Michigan is just one of 10 states to have a full-time legislature, or one that meets year round, according to the National Conference of State Legislatures.
The bipartisan organization also lists Michigan as one of four states — others being California, New York and Pennsylvania — to have a legislature with a “well-paid, large staff” due to districts being bigger and sessions being longer.
In "a perfect world," lawmakers would be "in the district where they belong, representing us and meeting with us on the bulk of their time,” said Kammeraad, who led the 2018 petition drive for a part-time Legislature.
Having a full-time Legislature, he argued, encourages politicians to act “in a manner that protects only themselves and does not consider the general public.”
During Republican’s last trifecta in 2018 under former Gov. Rick Snyder, the House and Senate met a respective 80 and 71 times for votes. But that year was something of an outlier for the vast number of signed bills, with Snyder approving 690 before leaving office.
In the years since, the House held votes on 91 days in 2019, 61 days in 2020, 90 days in 2021, 54 in 2022 and 76 times in 2023. In the Senate, there were 97 voting days in 2019, 80 in 2020, 89 in 2021, 62 in 2022 and 82 in 2023.
Across those years, the highest number of bills signed was 402 in 2020, followed closely by the 321 bills signed in 2023, when Democrats took control of both legislative chambers and were able to work closely with Whitmer.
Rosie Jones, press secretary for Senate Majority Leader Winnie Brinks, D-Grand Rapids, said that Democrats are concerned with “both quantity and quality of legislation” they’re sending to Whitmer’s desk.

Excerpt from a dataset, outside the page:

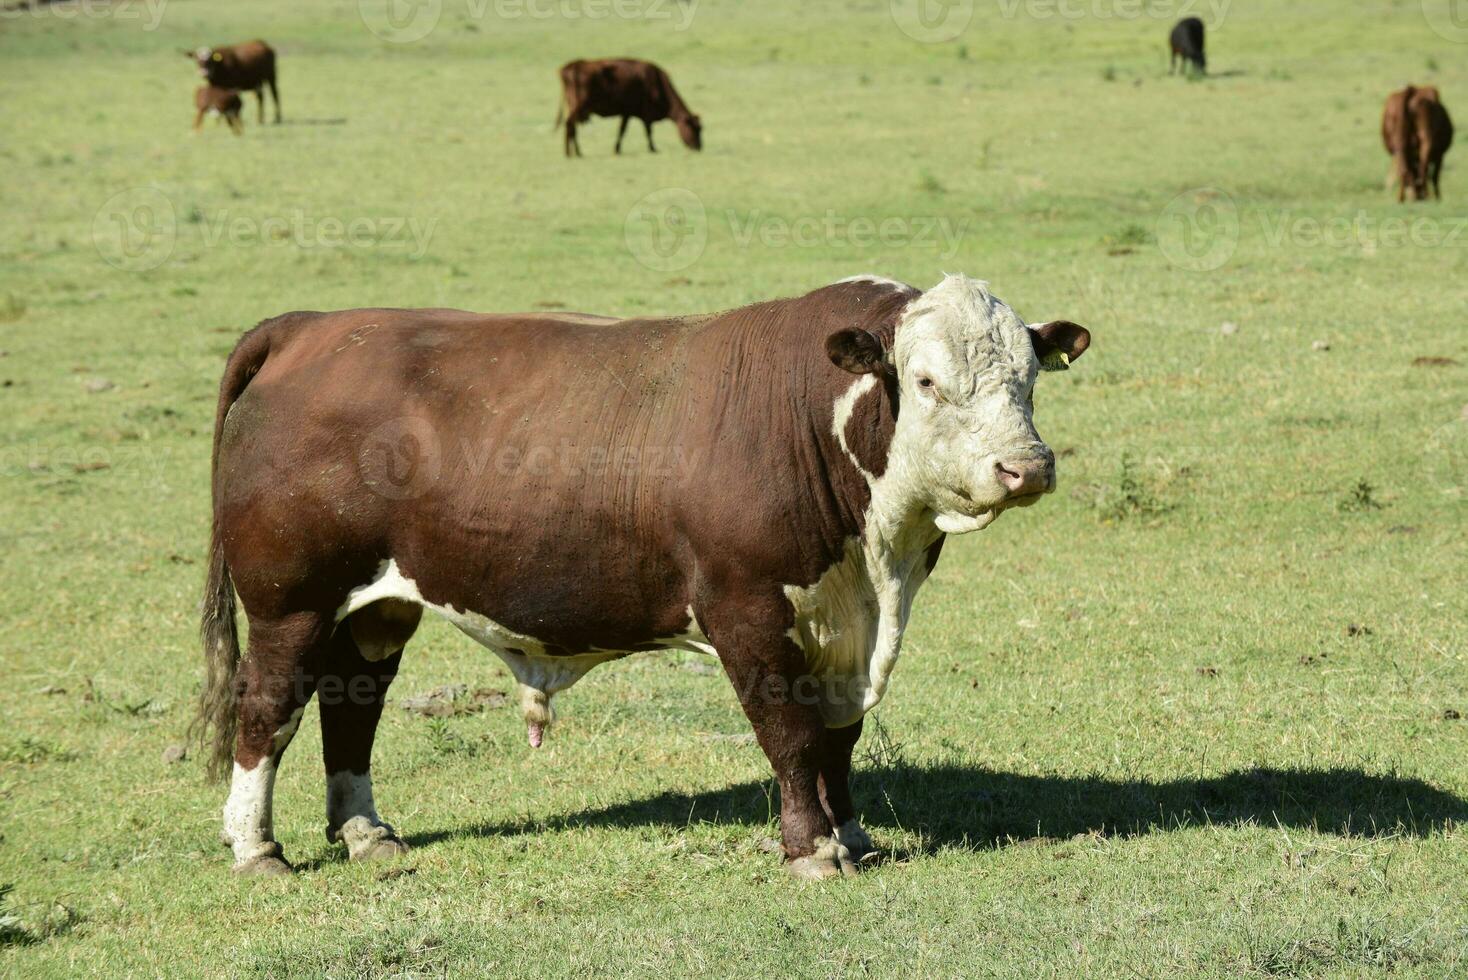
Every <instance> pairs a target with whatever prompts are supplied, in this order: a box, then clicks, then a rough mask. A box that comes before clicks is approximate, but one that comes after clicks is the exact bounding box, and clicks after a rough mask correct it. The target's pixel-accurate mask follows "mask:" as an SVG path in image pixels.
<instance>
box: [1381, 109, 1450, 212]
mask: <svg viewBox="0 0 1468 980" xmlns="http://www.w3.org/2000/svg"><path fill="white" fill-rule="evenodd" d="M1452 142H1453V123H1452V119H1450V117H1449V116H1447V110H1446V109H1443V103H1442V98H1439V95H1437V89H1436V88H1433V87H1430V85H1424V87H1422V88H1417V87H1414V85H1408V87H1406V88H1403V89H1400V91H1396V92H1392V94H1390V95H1387V100H1386V106H1384V107H1383V109H1381V144H1383V145H1384V147H1386V151H1387V153H1389V154H1392V178H1390V179H1392V180H1393V182H1395V183H1396V200H1398V201H1405V200H1406V195H1408V194H1411V195H1412V200H1415V201H1424V200H1427V197H1428V194H1431V197H1436V198H1439V200H1442V197H1443V192H1442V188H1440V186H1439V185H1440V178H1442V172H1443V154H1446V153H1447V147H1449V145H1452Z"/></svg>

Having not had a trifecta in decades, Jones said that writing legislation to strip older laws from the books or enact tax relief “requires a tremendous amount of work.”

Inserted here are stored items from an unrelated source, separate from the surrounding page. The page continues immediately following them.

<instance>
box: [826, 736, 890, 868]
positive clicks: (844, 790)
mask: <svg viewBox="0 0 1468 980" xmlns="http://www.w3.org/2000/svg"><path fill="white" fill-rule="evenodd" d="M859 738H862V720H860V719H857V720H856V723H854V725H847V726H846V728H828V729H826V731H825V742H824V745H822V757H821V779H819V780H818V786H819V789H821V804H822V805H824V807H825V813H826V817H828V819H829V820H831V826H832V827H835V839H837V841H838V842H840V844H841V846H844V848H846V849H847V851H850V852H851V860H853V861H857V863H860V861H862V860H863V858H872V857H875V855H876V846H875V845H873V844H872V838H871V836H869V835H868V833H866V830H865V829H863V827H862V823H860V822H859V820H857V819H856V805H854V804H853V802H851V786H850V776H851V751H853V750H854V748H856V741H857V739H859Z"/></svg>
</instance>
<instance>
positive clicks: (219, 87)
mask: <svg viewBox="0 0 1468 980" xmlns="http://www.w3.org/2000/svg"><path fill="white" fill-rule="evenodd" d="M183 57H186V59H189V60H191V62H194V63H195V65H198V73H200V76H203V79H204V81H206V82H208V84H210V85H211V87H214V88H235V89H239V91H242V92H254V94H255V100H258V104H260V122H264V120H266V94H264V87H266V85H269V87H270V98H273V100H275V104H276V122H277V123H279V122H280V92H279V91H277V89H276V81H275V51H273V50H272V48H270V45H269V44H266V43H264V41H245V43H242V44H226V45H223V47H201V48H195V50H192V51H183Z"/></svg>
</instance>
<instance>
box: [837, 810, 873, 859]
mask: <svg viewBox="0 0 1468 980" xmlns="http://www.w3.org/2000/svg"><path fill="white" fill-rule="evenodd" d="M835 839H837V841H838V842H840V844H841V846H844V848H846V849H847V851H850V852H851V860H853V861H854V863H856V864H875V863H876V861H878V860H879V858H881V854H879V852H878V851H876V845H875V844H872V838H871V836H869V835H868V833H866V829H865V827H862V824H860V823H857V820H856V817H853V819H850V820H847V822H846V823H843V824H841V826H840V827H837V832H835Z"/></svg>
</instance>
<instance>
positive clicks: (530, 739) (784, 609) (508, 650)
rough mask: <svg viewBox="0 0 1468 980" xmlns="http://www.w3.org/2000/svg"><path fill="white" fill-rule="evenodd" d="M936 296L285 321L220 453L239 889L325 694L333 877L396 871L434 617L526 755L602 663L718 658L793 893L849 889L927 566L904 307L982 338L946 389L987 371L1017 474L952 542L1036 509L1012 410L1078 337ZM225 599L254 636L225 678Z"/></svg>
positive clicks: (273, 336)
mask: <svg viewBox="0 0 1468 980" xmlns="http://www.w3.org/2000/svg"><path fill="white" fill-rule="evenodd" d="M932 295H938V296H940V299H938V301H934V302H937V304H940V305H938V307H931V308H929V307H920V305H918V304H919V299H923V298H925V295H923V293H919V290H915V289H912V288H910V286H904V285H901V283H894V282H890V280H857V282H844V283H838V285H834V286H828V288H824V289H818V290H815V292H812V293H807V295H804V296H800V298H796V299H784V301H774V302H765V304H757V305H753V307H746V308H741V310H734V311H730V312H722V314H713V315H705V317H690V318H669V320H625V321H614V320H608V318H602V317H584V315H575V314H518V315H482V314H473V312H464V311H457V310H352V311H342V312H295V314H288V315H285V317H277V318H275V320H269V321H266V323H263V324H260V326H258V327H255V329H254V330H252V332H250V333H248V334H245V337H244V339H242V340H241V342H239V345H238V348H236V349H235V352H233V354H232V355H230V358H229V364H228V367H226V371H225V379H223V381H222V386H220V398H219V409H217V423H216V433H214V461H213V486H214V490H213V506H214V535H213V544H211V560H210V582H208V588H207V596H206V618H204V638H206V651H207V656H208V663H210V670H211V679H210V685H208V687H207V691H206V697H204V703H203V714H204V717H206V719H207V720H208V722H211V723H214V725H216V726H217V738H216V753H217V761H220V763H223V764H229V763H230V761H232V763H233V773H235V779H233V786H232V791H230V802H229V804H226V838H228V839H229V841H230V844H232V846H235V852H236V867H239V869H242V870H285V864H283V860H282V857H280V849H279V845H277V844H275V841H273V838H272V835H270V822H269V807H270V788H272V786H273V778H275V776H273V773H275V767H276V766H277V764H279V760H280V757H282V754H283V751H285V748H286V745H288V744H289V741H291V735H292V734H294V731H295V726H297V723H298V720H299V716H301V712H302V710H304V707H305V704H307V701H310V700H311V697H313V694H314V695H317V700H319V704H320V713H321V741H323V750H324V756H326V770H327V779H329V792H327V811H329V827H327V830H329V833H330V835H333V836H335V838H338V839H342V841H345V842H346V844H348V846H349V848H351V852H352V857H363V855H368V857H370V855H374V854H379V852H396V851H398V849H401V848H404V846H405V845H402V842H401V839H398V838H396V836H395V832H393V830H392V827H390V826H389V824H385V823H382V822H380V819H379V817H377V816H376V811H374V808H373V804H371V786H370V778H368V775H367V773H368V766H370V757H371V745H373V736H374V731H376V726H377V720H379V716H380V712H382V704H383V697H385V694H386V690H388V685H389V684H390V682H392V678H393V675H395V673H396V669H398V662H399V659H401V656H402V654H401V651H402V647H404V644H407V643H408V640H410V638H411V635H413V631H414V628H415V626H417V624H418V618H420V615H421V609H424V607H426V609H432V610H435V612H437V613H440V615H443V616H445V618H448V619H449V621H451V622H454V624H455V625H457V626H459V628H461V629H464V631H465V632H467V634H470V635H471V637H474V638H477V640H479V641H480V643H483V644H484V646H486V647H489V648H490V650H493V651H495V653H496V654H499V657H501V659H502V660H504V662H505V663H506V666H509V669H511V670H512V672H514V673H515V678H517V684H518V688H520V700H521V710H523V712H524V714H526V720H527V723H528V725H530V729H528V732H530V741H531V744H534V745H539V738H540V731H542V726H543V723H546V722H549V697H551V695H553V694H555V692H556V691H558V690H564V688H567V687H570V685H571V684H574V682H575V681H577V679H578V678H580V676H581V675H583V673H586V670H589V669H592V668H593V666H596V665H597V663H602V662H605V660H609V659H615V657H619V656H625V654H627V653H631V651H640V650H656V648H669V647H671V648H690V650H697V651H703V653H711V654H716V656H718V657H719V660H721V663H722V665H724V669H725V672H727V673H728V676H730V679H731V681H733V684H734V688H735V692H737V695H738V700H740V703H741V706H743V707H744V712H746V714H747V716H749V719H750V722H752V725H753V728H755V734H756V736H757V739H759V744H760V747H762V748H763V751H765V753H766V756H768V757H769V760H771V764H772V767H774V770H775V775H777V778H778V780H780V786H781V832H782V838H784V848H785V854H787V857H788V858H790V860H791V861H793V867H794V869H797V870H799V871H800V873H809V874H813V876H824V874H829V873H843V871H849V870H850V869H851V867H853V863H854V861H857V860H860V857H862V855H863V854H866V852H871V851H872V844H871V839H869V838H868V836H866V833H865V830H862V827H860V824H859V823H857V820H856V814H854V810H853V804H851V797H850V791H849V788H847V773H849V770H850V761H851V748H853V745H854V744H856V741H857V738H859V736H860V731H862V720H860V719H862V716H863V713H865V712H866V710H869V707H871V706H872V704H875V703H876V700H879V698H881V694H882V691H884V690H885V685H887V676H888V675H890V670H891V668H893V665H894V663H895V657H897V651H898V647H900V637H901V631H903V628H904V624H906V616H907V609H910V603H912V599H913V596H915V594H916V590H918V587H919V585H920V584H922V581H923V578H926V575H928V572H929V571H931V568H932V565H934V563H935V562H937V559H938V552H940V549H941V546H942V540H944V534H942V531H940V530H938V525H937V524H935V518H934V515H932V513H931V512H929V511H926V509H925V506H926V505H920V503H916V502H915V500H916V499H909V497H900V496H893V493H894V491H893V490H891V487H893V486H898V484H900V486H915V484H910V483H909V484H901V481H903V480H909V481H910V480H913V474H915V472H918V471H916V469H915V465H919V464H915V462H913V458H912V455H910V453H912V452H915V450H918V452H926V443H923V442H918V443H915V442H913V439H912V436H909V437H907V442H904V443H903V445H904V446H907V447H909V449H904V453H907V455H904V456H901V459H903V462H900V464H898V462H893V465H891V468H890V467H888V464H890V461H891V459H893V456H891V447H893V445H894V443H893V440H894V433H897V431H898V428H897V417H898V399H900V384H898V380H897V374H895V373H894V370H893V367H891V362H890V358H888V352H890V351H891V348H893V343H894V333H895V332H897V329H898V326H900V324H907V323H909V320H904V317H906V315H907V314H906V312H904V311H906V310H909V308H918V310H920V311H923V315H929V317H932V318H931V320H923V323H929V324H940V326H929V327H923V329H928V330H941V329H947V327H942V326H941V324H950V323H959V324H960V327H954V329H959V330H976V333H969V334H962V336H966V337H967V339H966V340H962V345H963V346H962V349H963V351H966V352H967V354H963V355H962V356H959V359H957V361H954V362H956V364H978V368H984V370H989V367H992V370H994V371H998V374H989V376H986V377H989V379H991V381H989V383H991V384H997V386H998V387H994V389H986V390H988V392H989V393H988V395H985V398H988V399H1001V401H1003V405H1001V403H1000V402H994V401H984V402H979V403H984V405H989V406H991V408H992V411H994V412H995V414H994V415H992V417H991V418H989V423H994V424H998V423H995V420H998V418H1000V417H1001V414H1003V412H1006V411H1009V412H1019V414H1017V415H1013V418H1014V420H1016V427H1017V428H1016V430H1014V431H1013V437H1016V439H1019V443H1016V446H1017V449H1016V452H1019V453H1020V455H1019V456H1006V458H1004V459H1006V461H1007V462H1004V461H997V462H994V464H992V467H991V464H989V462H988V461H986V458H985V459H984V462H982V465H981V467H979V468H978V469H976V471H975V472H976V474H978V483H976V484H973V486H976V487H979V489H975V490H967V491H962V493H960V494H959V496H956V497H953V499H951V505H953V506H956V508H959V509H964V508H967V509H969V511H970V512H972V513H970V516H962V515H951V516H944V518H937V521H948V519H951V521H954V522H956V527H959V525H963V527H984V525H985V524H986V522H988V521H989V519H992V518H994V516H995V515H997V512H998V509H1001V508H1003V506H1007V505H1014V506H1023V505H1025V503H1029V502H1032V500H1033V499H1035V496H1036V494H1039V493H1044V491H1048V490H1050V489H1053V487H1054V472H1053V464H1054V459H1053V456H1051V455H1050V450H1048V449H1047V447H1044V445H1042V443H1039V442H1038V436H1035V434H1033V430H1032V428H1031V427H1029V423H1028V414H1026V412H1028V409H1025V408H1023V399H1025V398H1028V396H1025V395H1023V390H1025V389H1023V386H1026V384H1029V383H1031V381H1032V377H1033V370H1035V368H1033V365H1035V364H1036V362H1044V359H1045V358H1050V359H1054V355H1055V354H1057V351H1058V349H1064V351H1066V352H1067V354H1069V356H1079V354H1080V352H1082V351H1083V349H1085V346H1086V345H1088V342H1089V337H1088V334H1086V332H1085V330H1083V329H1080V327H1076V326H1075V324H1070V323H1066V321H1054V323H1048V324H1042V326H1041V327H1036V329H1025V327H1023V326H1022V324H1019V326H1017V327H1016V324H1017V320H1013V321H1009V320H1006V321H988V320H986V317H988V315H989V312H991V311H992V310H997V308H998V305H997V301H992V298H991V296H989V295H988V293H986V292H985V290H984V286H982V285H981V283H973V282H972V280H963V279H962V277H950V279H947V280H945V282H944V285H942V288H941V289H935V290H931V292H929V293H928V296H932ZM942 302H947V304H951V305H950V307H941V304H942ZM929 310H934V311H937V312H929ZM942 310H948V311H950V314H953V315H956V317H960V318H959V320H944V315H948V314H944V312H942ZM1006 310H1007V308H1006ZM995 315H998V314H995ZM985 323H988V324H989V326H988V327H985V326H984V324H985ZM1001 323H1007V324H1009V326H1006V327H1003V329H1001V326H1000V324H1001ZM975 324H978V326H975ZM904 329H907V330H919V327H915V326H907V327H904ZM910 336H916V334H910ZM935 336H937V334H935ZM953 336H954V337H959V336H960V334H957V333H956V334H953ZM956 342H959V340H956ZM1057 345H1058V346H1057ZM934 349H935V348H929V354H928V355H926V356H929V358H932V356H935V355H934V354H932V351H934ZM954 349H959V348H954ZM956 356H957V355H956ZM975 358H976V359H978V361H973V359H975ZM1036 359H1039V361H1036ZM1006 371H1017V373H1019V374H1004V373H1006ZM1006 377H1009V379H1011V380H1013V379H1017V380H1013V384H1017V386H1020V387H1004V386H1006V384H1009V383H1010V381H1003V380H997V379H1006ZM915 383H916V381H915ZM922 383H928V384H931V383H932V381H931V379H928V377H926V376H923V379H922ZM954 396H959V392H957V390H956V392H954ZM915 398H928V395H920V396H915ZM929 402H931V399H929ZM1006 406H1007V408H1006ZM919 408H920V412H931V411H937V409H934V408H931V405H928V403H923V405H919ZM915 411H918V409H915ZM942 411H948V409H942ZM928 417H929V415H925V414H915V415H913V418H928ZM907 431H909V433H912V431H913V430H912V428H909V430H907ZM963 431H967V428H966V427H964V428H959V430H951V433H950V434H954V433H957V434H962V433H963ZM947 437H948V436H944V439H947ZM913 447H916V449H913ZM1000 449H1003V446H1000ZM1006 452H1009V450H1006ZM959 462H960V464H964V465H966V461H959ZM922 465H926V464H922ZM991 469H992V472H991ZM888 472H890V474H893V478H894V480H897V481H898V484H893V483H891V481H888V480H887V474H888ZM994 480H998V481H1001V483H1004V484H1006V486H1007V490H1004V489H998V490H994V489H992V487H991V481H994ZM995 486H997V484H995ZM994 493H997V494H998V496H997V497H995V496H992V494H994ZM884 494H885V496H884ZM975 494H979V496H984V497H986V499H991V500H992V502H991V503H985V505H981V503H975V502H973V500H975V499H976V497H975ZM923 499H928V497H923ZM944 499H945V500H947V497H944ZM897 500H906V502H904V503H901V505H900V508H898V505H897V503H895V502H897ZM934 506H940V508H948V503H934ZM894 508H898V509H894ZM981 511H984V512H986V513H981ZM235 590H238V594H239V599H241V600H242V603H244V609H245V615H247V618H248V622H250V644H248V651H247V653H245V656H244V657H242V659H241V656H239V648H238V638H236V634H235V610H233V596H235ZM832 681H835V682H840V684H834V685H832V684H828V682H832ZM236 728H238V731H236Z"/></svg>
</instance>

“We’re really proud of addressing some major legislative issues that have gone ignored … and I think that we have made the case to the public that we’ve been able to accomplish a tremendous amount in the two years that we’ve had the trifecta,” Jones said.

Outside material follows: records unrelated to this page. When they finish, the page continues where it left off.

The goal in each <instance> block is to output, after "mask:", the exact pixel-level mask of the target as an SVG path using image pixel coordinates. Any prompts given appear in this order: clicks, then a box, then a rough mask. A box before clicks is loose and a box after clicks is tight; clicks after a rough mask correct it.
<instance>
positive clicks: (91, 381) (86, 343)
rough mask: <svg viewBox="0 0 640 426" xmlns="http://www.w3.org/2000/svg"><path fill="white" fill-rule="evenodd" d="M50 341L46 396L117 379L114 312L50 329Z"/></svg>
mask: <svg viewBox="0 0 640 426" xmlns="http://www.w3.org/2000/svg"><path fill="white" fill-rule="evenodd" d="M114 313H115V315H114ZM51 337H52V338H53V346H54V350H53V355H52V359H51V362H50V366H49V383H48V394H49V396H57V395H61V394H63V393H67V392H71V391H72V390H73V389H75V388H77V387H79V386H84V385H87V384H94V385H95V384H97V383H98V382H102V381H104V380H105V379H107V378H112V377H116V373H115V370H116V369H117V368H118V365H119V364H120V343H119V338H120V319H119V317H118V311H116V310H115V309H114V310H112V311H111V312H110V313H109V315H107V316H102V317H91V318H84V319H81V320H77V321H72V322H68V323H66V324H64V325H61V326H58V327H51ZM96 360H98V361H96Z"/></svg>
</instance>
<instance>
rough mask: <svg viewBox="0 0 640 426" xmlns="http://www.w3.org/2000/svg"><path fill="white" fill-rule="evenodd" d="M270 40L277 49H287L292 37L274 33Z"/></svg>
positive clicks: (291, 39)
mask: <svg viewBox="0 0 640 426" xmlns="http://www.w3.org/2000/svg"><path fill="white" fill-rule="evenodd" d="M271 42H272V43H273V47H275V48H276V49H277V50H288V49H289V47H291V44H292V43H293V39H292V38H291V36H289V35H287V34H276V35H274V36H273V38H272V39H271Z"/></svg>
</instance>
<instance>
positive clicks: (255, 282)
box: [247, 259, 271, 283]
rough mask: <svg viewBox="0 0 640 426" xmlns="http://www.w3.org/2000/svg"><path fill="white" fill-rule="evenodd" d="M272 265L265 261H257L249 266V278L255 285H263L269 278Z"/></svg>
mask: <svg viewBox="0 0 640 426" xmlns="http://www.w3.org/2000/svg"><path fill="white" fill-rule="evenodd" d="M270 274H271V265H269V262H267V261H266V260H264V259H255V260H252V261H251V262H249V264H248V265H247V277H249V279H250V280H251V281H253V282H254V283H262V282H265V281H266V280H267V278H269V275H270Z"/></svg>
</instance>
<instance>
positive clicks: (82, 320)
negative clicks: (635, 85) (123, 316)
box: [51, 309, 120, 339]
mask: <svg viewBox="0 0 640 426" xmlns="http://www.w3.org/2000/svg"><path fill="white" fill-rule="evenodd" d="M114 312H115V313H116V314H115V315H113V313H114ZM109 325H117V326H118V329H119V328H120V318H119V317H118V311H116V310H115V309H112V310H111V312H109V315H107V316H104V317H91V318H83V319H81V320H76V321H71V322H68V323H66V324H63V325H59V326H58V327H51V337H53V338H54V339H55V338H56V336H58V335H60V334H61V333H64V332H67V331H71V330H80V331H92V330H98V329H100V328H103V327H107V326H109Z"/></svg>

Dems say ‘important legislation’ is coming
While Democrats were able to check the box next to a number of issue topics they highlighted as priorities when taking the helm in 2023, others seem to have fallen to the wayside.
That includes enacting transparency reforms for lawmakers becoming lobbyists, opening up the governor and legislature to public records requests, making polluters pay their share in clean-up costs, implementing school safety efforts recommended in the aftermath of the Oxford High School shooting, and more.
Some issues are moving in the Senate — such as the ongoing fight surrounding how much the state pays into its educator retiree pension system, and whether to codify a Voting Rights Act into state law— but with the House having not met since June 27, those bills have not advanced to Whitmer.
A lack of House session or quorum will also impact how soon the Legislature could address the recent state Supreme Court ruling regarding sick leave and worker wages, which restaurant and business owners say is sorely needed.
Whether that will come to be, Majority Floor Leader Aiyash was tight lipped, only telling Bridge the chamber would “have session in the fall” and would “vote on important legislation before the election.”
“We have a full agenda, and I think we are going to be looking at ways to most effectively work on the things that people care about,” he added.
Meanwhile Amber McCann, spokesperson for House Speaker Joe Tate, D-Detroit, said the chamber’s focus in September would be on “taking up budget implementation bills” without going into specifics.
Outside observers, however, have been urging more action in Lansing.
“There is no better time than now to pass important democracy and transparency reforms that have been awaiting action in the legislature,” Quentin Turner, executive director of the grassroots activist group Common Cause Michigan, said in a Wednesday statement.
“The people of Michigan are calling for these reforms and they are watching.”